The Scottish Government was under growing pressure last night to “put its hands in its pockets” to help 650 north-east fish factory workers facing redundancy.
Opposition MSPs called on ministers to consider financial support for staff at Young’s in Fraserburgh who are to lose their jobs after the firm lost a huge contract with Sainsbury’s.
Trade unions and local MSP Stewart Stevenson will hold an emergency meeting in the Aberdeenshire town today to update workers.
A deal brokered by Business Minister Fergus Ewing on Thursday is expected to ensure the plant’s survival, and help save the jobs of half of the 500 permanent staff.
However, the futures of the remaining 250 directly-employed workers are still in doubt, along with a further 400 agency and temporary staff.
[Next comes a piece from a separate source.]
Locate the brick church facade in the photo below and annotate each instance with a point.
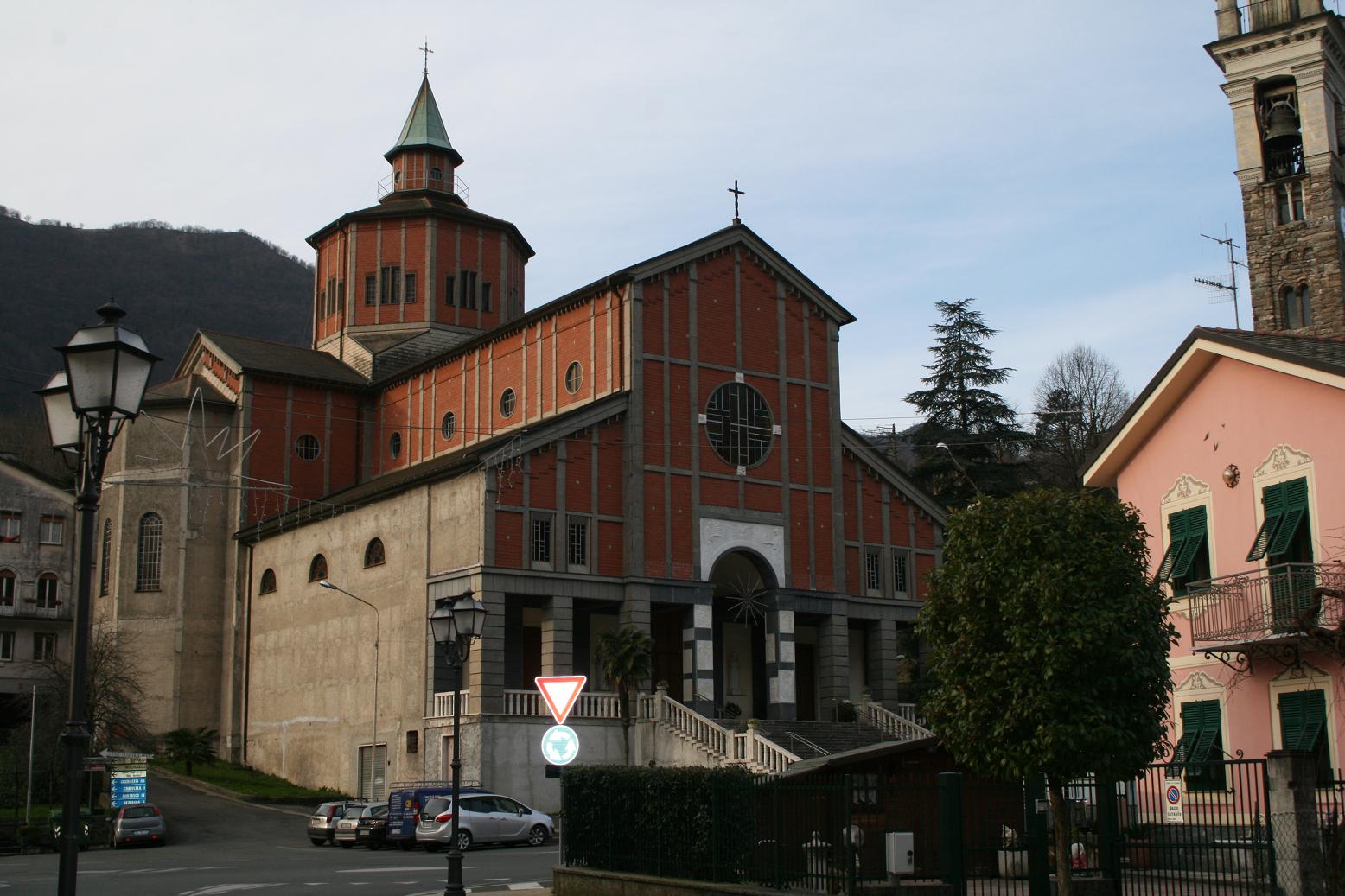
(660, 448)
Mr Ewing – who yesterday visited Young’s Spey Valley Smokehouse in Grantown to meet some of the 26 staff who are affected by plans there – insisted last night that he was “working tirelessly” to save jobs.
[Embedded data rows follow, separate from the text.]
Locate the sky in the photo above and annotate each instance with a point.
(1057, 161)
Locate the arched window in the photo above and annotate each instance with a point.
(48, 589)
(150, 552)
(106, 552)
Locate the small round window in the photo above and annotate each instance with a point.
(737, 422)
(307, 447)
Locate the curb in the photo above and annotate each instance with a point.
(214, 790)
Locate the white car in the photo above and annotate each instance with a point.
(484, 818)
The crisis at Young’s has emerged just weeks after the Scottish Government and Fife Council invested £6million to help the 325 workers who lost their jobs when the Tullis Russell paper mill in Markinch went into administration.
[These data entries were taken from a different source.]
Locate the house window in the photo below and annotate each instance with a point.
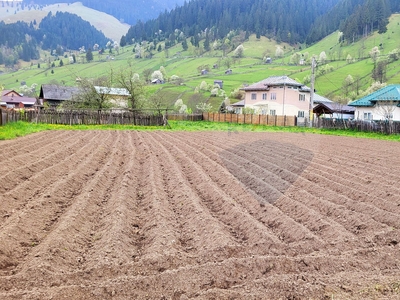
(367, 116)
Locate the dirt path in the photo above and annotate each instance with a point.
(205, 215)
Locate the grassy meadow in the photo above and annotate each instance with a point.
(246, 70)
(19, 129)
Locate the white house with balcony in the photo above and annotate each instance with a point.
(384, 104)
(278, 95)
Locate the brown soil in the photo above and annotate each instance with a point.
(205, 215)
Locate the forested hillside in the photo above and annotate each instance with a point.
(283, 20)
(291, 21)
(69, 31)
(62, 30)
(355, 18)
(128, 11)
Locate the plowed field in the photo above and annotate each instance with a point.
(204, 215)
North-east Labour MSP Lewis Macdonald suggested last night that ministers should consider similar financial support for affected workers in Fraserburgh.
“This is a huge blow to a town that already has relatively high unemployment by north-east standards and needs all the help that’s available,” he said.
“While it’s always useful to have government engagement, sometimes it needs to put its hands in its pockets and support workers.
“Clearly it’s a commercial business but it’s important to recognise that the north-east has already lost jobs because of the oil and gas downturn.
“I think certainly the Scottish Government and Scottish Enterprise should be doing everything they can to support the workforce.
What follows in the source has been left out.